This story did do some very important things: including provide cost information and explaining how the test is made available. We’re unclear, though, why this story is something worth doing. There’s no evidence provided in the story to show that this test does anything to improve health outcomes for women. And it doesn’t discuss how the results aren’t always clear-cut–how are women supposed to make sense of the test? Is genetic counseling provided?
Patients who are found to carry a deleterious BRCA gene mutation are recommended to undergo more intense surveillance and potentially elective surgery due to their increased risk of breast and ovarian cancer. Patients who have been diagnosed with breast cancer and are found to carry a deleterious mutation are often counseled about bilateral mastectomy as well as having their ovaries removed due to their increased risk of additional cancers. Costs of existing tests may serve as barriers to uncovering this important information, which this story discusses. However, readers needed more information on how accurate this type of testing is, and what happens when they receive results.

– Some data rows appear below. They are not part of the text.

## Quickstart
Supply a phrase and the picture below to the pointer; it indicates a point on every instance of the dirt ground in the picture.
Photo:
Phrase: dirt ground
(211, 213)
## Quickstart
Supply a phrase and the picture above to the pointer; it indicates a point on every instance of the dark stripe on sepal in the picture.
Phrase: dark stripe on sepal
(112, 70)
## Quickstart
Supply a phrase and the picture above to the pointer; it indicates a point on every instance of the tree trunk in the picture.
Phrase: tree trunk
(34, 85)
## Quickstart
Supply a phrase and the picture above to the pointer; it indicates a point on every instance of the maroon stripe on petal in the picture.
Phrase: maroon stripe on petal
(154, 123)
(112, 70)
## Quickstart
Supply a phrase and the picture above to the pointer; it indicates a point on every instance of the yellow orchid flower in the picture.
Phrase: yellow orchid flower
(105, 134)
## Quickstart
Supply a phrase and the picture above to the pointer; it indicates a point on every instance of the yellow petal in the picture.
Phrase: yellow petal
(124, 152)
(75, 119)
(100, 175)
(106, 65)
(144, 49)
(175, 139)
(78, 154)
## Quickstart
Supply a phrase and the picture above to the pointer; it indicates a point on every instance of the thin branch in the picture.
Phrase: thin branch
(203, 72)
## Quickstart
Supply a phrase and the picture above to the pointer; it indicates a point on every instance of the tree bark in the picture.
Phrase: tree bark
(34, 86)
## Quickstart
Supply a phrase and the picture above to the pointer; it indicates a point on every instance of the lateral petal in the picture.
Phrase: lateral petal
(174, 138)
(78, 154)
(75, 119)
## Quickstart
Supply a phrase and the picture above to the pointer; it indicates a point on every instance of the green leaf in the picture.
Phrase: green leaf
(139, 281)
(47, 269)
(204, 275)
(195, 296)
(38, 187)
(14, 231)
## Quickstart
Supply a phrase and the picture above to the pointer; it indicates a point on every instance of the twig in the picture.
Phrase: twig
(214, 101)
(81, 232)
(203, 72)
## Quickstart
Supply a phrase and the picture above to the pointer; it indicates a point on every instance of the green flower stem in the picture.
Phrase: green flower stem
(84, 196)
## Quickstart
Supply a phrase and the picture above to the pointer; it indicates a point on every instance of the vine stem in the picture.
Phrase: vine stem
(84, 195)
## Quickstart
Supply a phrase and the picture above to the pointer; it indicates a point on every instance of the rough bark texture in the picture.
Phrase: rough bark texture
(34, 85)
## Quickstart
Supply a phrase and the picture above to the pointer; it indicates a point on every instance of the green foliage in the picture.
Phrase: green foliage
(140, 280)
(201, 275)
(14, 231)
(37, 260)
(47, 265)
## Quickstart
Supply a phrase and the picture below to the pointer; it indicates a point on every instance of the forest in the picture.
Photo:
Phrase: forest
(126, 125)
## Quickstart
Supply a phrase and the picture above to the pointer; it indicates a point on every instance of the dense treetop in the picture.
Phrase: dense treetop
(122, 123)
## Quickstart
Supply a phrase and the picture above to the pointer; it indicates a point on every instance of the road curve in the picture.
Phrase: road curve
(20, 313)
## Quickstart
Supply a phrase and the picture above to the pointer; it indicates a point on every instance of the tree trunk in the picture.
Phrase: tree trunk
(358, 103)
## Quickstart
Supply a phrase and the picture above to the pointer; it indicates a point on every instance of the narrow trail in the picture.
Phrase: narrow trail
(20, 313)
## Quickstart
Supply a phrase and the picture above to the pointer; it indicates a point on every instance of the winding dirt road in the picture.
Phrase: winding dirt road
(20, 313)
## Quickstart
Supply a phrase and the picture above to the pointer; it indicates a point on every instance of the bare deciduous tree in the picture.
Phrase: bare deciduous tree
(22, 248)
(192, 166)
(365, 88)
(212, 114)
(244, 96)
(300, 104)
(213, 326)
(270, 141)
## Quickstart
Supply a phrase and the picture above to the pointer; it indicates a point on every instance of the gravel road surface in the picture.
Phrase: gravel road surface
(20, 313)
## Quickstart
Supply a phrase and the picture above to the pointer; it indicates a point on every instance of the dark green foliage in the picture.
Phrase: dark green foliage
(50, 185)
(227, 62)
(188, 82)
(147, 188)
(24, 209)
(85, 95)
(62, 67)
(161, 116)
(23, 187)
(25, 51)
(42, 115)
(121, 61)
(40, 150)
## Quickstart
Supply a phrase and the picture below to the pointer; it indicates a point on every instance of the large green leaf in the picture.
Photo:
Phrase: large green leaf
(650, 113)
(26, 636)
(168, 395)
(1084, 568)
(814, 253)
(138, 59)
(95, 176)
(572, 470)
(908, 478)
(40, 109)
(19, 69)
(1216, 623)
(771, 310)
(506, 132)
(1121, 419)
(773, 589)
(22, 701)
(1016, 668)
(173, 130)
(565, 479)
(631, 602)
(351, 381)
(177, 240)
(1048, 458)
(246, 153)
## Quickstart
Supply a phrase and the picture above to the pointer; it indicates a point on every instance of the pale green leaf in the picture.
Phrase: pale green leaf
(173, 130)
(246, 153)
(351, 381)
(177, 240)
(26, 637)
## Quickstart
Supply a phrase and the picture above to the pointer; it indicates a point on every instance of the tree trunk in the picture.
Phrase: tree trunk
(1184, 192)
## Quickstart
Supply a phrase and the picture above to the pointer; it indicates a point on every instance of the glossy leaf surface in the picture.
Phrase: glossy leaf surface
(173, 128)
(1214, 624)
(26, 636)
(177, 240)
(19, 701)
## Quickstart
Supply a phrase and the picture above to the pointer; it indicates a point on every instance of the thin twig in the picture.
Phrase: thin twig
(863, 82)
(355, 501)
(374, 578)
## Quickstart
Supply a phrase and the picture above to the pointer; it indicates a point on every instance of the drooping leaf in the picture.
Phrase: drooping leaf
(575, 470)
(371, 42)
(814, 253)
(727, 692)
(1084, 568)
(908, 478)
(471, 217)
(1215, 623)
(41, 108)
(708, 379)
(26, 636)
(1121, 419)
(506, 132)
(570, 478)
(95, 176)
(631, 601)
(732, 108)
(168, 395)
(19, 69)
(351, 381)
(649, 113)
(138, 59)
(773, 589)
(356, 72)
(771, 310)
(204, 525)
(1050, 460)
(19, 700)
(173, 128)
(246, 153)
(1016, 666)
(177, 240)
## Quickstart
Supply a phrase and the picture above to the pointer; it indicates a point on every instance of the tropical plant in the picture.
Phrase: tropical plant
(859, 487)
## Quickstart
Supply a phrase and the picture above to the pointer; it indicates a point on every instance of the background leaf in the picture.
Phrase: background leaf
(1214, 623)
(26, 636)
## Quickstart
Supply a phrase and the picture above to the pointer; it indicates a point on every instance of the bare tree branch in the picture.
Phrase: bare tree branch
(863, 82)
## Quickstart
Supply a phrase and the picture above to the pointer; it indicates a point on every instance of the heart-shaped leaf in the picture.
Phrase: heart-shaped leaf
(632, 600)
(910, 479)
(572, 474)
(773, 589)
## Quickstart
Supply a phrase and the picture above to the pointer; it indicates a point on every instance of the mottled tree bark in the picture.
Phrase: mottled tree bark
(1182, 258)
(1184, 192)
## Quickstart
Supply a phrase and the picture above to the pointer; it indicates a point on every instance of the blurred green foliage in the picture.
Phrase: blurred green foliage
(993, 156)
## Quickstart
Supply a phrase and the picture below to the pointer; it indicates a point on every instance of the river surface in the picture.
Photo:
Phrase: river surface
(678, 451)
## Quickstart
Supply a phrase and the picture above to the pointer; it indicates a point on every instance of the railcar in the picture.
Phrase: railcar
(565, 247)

The story talks about the test being $149 and that it is the most affordable test on the market.
There is no information quantifying the benefits of the test in the story. Has this type of genetic testing been shown to reduce deaths rates from breast cancer? And if so, by how much?
Also, according to research, how likely is it to accurately detect the gene? How often are the results wrong? How does it compare on that front to other tests on the market?
It is also important to stress that if a patient tests negative for a BRCA gene mutation, they are still at risk for both breast and ovarian cancer.
The BRCA gene test can help provide an estimate of risk, but a negative test does not mean that the woman is not at risk.
There are no mentions of the harms of testing and then seeking unnecessary treatment or the harms from false positives. We do appreciate that the story says clearly that not everyone should take this test:
“Medical professionals say no. The BRCA test is “absolutely not recommended for every single person,” according to Dr. Jennifer Ashton, ABC News chief women’s health correspondent.”
However, the story does not indicate if Color provides genetic counseling services to patients undergoing their test. There can be significant implications for patients and their families with both positive and negative results. In addition, the story makes no mention of the possibility of indeterminate results–some patients test for a “variant of uncertain significance,” also known as a VUS. These are detected mutations that may or may not confer an increased risk of cancer.
Genetic counseling before and after testing, ether by a certified genetic counselor or a physician with training in medical genetics, is critical to ensure that patients and their families have their results put in the proper context.
There is nothing in the story about the quality of the evidence. Was there a journal article published about the test? Did the FDA just approve the test for sale? What do we know about the evidence used for that approval?
There is no disease mongering in the story.
We liked that the story cited The U.S. Preventive Services Task Force, which brings some important balance to discussions around screening. The story also quoted the president of Morehouse University School of Medicine, Dr. Valerie Montgomery Rice. The two women with the BRCA gene who are quoted in the story appear to be independent, although often in stories like this, the company involved put the reporter in touch with the patients. It would have been nice to know how the journalist found out about the patients.
There is no comparison to alternatives.
The story made it clear that the only way to get access to the test would be through a physician. It says:
“The Color test must be ordered by a physician, either through your own doctor, or an independent physician through the company. Users are asked to send a saliva sample — which carries your D.N.A. — to their lab, where it is analyzed. Results are then sent back to the user online in three to four weeks.”
The story does not establish the novelty of the test. Why is the story important now?
The story does not appear to rely on a news release.